Sinestesia adalah bentuk metafora berupa mengungkapkan sesuatu yang bisa dirasakan oleh suatu indra tetapi digunakan untuk indra lain. Seperti yang kita tahu kalau manusia mempunyai lima alat indra untuk menangkap rangsangan dari luar. Kelima indra tersebut yaitu mata untuk melihat, telinga untuk mendengar, hidung untuk mencium, kulit untuk meraba, dan lidah untuk mengecap. Dalam sinestesia sesuatu yang seharusnya hanya bisa dirasakan oleh suatu indra, justru digunakan untuk indra lain yang sebenarnya tidak bisa merasakan sesuatu tersebut. Sebenarnya sesuatu yang diungkapkan tidak benar-benar memiliki makna tersebut melainkan hanya metafora saja. Contoh:
Kata-kata yang diucapkannya sungguh pahit didengar.
Dalam contoh kalimat tersebut terdapat frasa pahit didengar. Pahit tentunya hanya bisa dirasakan oleh lidah, tetapi dalam kalimat tersebut justru digunakan oleh indra lain yaitu indra pendengar (telinga). Kata pahit dalam contoh tersebut bukanlah makna sebenarnya, karena tidak mungkin lidah bisa merasakan kalau kata tersebut pahit atau tidak, telingalah yang bisa merasakannya yang mana dalam sinestesia ini digunakan metafora menggunakan kata pahit.
Sinestesia juga dianggap sebagai bentuk perubahan makna/pergeseran makna. Dalam contoh di atas, kata pahit mengalami perubahan/pergeseran makna, karena menurut makna asalnya pahit hanya dirasakan lidah tetapi dalam contoh tersebut maknanya bergeser dan dirasakan oleh telinga.
Contoh-contoh Sinestesia
Agar lebih memahami apa itu sinestesia, berikut admin paparkan beberapa contoh sinestesia:
Ibu kita kartini, putri sejati. Putri Indonesia, harum namanya.

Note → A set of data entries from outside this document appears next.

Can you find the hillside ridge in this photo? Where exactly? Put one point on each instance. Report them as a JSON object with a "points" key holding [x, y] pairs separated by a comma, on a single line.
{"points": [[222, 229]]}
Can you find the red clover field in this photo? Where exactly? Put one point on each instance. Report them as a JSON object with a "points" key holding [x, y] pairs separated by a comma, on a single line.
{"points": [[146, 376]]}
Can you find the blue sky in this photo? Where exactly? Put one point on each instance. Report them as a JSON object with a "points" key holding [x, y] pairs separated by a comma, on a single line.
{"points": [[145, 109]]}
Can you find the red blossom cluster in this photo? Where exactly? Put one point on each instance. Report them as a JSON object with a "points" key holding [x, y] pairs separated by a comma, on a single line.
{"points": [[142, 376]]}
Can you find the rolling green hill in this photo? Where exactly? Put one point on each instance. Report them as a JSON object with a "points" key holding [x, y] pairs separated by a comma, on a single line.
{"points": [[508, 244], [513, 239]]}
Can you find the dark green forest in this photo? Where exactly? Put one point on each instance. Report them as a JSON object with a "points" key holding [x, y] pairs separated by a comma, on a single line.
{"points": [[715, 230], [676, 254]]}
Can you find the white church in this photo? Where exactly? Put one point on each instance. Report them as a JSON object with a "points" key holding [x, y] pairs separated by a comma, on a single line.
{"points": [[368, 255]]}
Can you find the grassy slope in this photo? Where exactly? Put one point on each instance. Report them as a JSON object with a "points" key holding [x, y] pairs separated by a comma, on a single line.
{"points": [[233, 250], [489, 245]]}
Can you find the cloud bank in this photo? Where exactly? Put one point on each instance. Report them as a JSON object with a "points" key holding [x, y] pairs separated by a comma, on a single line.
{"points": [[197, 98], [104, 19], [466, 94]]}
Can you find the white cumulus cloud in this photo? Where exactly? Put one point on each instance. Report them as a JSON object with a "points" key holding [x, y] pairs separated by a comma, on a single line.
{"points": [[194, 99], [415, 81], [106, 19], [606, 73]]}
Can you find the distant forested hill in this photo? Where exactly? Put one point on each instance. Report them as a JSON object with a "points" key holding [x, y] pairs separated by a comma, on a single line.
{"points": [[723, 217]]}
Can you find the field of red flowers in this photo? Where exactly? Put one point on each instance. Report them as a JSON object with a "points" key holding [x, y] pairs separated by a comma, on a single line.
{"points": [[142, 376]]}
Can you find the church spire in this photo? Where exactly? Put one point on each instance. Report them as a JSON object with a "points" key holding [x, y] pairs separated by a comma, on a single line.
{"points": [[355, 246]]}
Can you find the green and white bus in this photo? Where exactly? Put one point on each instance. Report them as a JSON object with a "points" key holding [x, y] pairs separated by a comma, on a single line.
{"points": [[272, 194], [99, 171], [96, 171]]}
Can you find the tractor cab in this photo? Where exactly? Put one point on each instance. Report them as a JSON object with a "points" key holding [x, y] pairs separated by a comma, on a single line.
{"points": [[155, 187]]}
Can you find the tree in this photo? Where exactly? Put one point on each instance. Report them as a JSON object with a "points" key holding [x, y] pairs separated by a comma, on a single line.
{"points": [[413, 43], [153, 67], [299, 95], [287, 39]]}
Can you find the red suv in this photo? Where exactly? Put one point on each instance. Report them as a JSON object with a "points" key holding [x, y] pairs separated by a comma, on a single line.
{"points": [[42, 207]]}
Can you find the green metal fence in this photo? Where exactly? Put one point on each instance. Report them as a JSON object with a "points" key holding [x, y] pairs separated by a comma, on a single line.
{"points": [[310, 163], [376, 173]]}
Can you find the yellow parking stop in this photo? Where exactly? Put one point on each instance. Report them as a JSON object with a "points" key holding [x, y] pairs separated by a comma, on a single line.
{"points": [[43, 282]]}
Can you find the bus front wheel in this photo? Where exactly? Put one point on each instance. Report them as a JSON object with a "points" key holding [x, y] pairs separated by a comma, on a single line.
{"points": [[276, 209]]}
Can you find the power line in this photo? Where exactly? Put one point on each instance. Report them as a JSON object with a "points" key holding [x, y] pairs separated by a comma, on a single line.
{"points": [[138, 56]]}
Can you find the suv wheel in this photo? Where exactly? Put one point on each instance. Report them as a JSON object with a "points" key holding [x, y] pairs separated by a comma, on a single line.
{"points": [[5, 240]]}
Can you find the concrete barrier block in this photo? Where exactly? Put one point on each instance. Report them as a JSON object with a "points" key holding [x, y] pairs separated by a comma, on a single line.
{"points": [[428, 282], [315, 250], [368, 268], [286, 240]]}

Contoh ini admin kutip dari syair lagu āIbu Kita Kartiniā. Dalam contoh tersebut, ada frasa harum namanya. Padahal kata harum seharusnya hanya bisa dirasakan hidung tetapi dalam contoh tersebut justru digunakan untuk nama yang bisa didengar oleh telinga atau dilihat oleh mata. Inilah sinestesia.
Dia orang yang sopan, bicaranya juga halus.
Letak sinestesia pada contoh tersebut adalah pada klausa bicaranya juga halus. Kata halus seharusnya digunakan untuk indra peraba yaitu kulit bukan indra pendengar atau telinga. Namun karena ini hanya gaya bahasa saja, maka tidak mengapa.
Penjelasan yang ia kemukakan sungguh terang benderang.
Kata terang benderang seharusnya digunakan untuk mata, tetapi dalam konteks contoh tersebut digunakan untuk telinga.